Myrtle Chidester's Story
In June of 2005, I noticed an extreme tenderness near my breast bone as I was dressing. I had been moving furniture, cleaning windows and lifting four year olds (grandkids) so I blamed it on that. Within a week I noticed a new pain, deep within the right side of my chest, that reverberated with every heartbeat. It became more and more unbearable and within two days I was unable to sleep.
I was 51 years old and felt very smug about my fitness level. I was consistently running about sixteen miles a week and had completed a half-marathon the year I turned 50. I was very puzzled at this new persistent pain but not panicked. I could not imagine that anything could be seriously wrong as I was doing all the right things."
Because the pain persisted and seemed to be getting worse, I stopped at the Urgent Care after work one afternoon where the doctor seemed a bit puzzled as he ruled out any heart related condition. He sent me home with a muscle relaxer and strict instructions to follow up with my own physician or the ER if things got worse. That night I made my first of several visits to the ER. After a chest X-ray and other testing the diagnosis was inflammation of the cartilage between the ribs. I was loaded up with pain meds and went home for my first sleep in several days. By noon I was in unbearable pain again. I made an appointment with my primary care physician who was unavailable so I was saw his PA. This was one of the worse experiences that I had during the diagnostic process. I literally was in so much pain that I had tears rolling down my face. The first thing that the PA suggested was my pain may be physiological. Anyway, she called in two other doctors and they had me do a bunch of bending and stretching activities and gave me a referral for physical therapy. I left the office sobbing and called my husband from my car in the parking lot. I had no idea what they thought was wrong and I certainly got no relief for the pain. My husband drove from his work and went in to talk to the doctor, but came out with no answers either.

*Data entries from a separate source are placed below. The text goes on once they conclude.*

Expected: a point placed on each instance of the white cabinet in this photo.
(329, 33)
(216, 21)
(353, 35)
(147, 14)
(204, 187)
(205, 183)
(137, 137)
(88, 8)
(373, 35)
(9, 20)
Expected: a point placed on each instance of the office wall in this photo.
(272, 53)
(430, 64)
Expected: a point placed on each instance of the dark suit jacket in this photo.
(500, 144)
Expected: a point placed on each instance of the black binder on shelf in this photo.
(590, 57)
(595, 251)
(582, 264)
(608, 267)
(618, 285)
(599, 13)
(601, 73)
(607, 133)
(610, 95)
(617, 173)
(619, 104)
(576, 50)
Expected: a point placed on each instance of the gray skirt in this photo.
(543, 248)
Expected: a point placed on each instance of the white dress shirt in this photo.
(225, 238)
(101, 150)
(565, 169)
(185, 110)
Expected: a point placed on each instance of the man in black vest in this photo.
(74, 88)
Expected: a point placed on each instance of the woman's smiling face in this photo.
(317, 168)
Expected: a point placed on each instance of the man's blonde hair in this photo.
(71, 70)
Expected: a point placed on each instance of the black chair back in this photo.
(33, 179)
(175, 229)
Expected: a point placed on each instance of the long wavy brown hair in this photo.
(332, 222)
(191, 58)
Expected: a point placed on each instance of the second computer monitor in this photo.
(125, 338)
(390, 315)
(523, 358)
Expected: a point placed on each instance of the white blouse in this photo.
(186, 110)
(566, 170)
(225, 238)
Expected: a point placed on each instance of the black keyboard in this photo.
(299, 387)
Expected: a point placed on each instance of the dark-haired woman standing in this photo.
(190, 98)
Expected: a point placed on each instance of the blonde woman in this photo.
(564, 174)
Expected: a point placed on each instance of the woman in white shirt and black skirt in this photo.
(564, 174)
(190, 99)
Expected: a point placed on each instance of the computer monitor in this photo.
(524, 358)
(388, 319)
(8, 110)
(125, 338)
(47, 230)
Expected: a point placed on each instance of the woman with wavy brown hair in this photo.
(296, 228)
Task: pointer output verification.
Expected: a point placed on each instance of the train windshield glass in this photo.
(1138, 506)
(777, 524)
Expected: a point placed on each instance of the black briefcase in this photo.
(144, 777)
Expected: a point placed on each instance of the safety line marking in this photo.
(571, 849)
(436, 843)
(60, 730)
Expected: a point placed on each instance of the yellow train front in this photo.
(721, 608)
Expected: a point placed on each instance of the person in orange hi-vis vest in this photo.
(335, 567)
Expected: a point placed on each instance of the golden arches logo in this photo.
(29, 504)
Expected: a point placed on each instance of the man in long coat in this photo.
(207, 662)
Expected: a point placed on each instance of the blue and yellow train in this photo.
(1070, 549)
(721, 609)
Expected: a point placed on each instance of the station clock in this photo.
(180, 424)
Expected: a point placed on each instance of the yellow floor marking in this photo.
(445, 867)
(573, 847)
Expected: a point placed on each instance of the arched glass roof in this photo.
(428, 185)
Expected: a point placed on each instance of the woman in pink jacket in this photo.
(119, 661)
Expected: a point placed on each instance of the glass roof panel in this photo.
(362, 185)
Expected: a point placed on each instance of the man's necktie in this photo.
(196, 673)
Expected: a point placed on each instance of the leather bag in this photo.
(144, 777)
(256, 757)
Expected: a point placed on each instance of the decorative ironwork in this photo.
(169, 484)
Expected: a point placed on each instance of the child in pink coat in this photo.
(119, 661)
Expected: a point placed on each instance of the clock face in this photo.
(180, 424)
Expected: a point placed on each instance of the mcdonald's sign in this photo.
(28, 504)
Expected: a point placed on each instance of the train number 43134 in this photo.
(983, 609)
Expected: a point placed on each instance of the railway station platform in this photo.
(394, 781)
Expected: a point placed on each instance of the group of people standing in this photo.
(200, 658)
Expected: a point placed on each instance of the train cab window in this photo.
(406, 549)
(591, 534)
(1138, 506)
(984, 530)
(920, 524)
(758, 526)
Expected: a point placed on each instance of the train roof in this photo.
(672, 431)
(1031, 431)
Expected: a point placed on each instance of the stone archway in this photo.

I made another visit to the ER that night and once again, after I was pumped full of morphine and valium, I was able to go home and sleep. Still no diagnosis but I was told to go back to my primary care doctor. This time I was actually seen by that doctor and he told me that I had shingles. I had serious doubts about this diagnosis but I took the medicine and agreed to try it. With no relief at all after twenty-four hours, I called his office and told them there was really something terribly wrong with me and we needed to do something to find out what it was. A CT scan was ordered and I was able to get it done that day.
This was another terrible experience in the diagnosis processes. By this time I was always crying from the pain and the waiting room was full of people staring at me and asking my husband if I was okay. After the scan, the technician came into the crowded waiting room and said loudly, "Mrs. Chidester, do you smoke?" So much for HIPPA. To me she almost seemed gleeful. Anyway, I was not putting two and two together, but after I answered "no" she informed me that my doctor was on the telephone. I was still coherent enough to know that this was not a good sign. I handed the phone to my husband after I heard that I had a mass on my lung. I still had really no comprehension of the diagnosis, but was getting the idea that it was serious.
I was admitted to the hospital for pain control and more diagnostic testing. When those tests were completed, I met my oncologist who told my husband and me that I have lung cancer. I do not remember too much about that except that he was very kind and honest as he told us that it had progressed to the point that there was no cure. There really are no words to relay the shock and devastation that we felt. I never even knew that someone like me could get lung cancer and that most people are diagnosed too late for any chance of a cure.
This was the beginning of my journey with multiple chemo regimens, radiation and cyberknife. As soon as my pain was under control I started to look to my community for some support and information and I found none. I was so miserable — there is nothing worse than feeling as if you are the only one in the world this is happening to. The more that I learned about lung cancer the more angry I was that it is deemed a self-inflicted and thus deserved disease. My goal is that every lung cancer patient and their families have access to the latest treatment information and can find some emotional support. It is also extremely important to me to let people know that if they have lungs, they are at risk. I believe that my diagnosis would have been less traumatic had I and others involved in the diagnostic process had known the facts about lung cancer.
I am looking forward to celebrating the five year mark since my diagnosis of stage IV non small cell lung cancer. I continue with treatment that has allowed the cancer to remain stable.
(Myrtle lost her battle with lung cancer February 20, 2012 but her vision and inspiration to bring awareness to this terrible disease live on through Lung Cancer Connection.)